Through These Eyes: Hope Mills

JustinJones

Listen to Justin read this piece: Hope Mills

Summers in North Carolina are hot. Impossibly hot. It’s the kind of hot that gives one pause when he reads a thermometer. “It says 80 degrees, but that can’t be right,” you tell yourself. “It must be broken.” The weatherman, too, is wrong. Eighty doesn’t feel like THIS. Eighty is doable. But this, this is hell.

The weatherman uses terms like “humidity” and “heat index” to explain why it feels so hot, but these things don’t matter when you’re outside. None of it does, really. It’s just so damn hot. And unless you’re on the coast or perched on top of a mountain, the wind isn’t much help, either.

Sure, there are places with summers hotter than North Carolina, but as a resident, you believe this only when you’re hearing about them on the radio in your air-conditioned car or from the comfort of your bedroom when Al Roker says something on the Today Show about Nevada: “And a message to keep cool to our friends in Dyer, Nevada, where the temperature today will hit 110!” Roker says. “…And here’s what’s happening in your neck of the woods.”

My neck of the woods happens to be North Carolina. I’m from a town called Hope Mills, 2 hours away from the beach, and home to Hope Mills Lake and Becky’s Cafe. Hope Mills is a place where the Fighting Tigers defend their turf from rival high school football teams and old ladies gather at the senior center to share gossip and play pinochle. It’s a patriotic, cozy town.

Hope Mills is the place I first trick-or-treated. It’s where I spent my first Christmases and my first summers. I had my first “girlfriends” here, my first kiss, my first job, my high school graduation. It’s also the place where my mom and I watched her boyfriend kill himself in ‘92. It’s where I lost my mother in ‘98. Hope Mills is where I made my fondest, as well as my most tragic, memories.

The constant in most of my recollections from Hope Mills is the heat, and its often-unbearable humidity. I remember, for example, sweating through my Superman costume during an early Halloween. I remember Christmases during which we wore our springtime clothes. I remember the crickets chirping, the ambulance lights flashing, and the heat baking—especially the heat—during both aforementioned tragedies.

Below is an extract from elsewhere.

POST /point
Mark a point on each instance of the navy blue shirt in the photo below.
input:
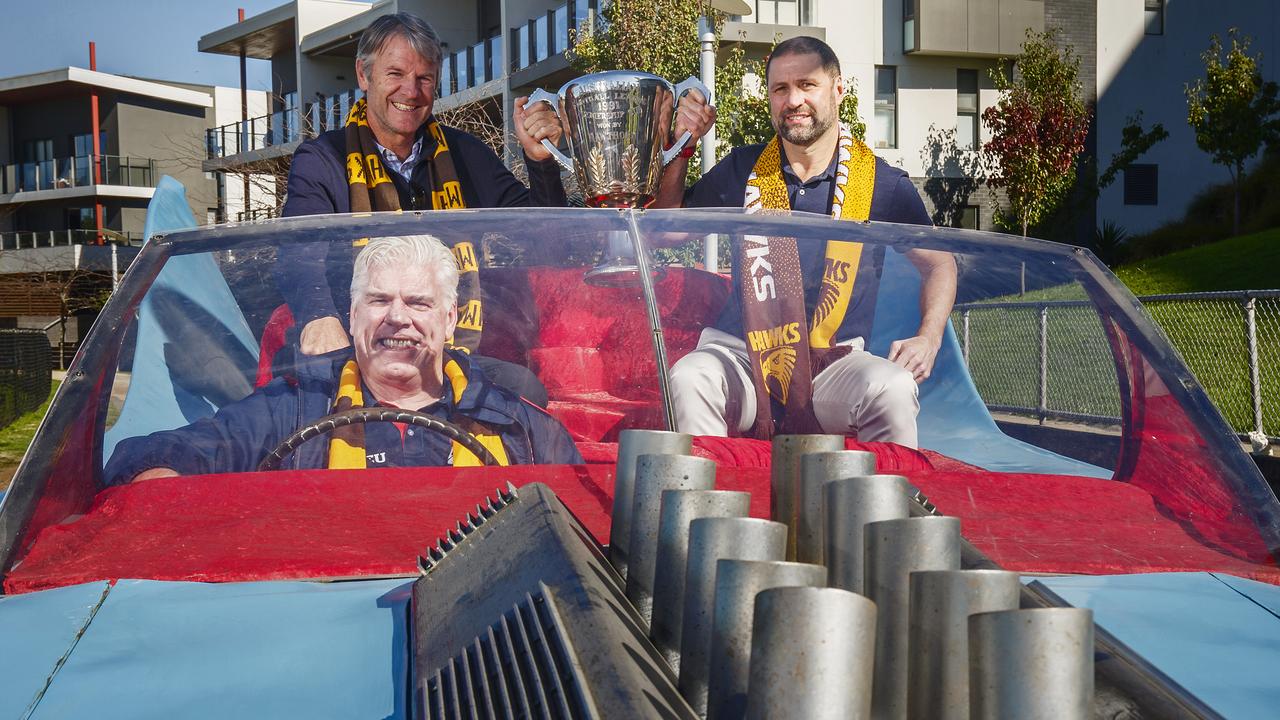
(894, 200)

My family wasn’t wealthy, but neither were we poor. I suppose “lower-middle-class” is appropriate. My mom and I lived in an apartment building subsidized by the government, but I was fortunate enough to have toys and new clothes, albeit from discount stores like Kmart. After she died, I moved in with my brother and sister-in-law, a young and money-conscious couple. Both places—my mom’s house, and later my brother’s house—were warm in the summer. It wasn’t that we didn’t have air conditioning—we did—but inadequate, automatic fans did the heavy lifting on summer nights (A/C is a pricey luxury to some, especially in the South). We’d leave the windows open when it was cool enough. We never needed comforters. I always felt uncomfortable on these nights. It was always sticky, always stale.

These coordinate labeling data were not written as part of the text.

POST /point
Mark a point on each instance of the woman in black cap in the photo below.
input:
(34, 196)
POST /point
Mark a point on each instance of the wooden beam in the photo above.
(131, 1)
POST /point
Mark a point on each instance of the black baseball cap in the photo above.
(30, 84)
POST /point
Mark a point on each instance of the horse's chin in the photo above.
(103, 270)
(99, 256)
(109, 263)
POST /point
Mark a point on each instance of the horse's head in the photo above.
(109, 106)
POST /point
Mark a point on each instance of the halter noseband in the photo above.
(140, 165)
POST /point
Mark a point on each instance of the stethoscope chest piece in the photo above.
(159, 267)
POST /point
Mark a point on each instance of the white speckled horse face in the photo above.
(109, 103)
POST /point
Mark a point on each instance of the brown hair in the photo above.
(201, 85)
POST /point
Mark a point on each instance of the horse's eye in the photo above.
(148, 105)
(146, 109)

I spent 17 years of my life here. I saw 17 summers in Hope Mills. 17 summers of growing up, discovering who I was, and—more importantly—who I wanted to become. But despite all the things I experienced in the North Carolina heat, I didn’t spend a single summer being openly gay. “Gay” was taboo. “Gay” was unacceptable.

All of this comes to mind now because another tragedy unfolded in my home state recently. On May 8, the North Carolina electorate voted for a constitutional prohibition of same-sex marriage. I wasn’t surprised it passed, but when I heard that it had, I suddenly felt hot, as if my boiling childhood memories seized me to present another summertime tragedy.

I miss North Carolina. I miss Hope Mills and its small town charm. It really is a wonderful place. But I’d never live there again. Not without a climate change.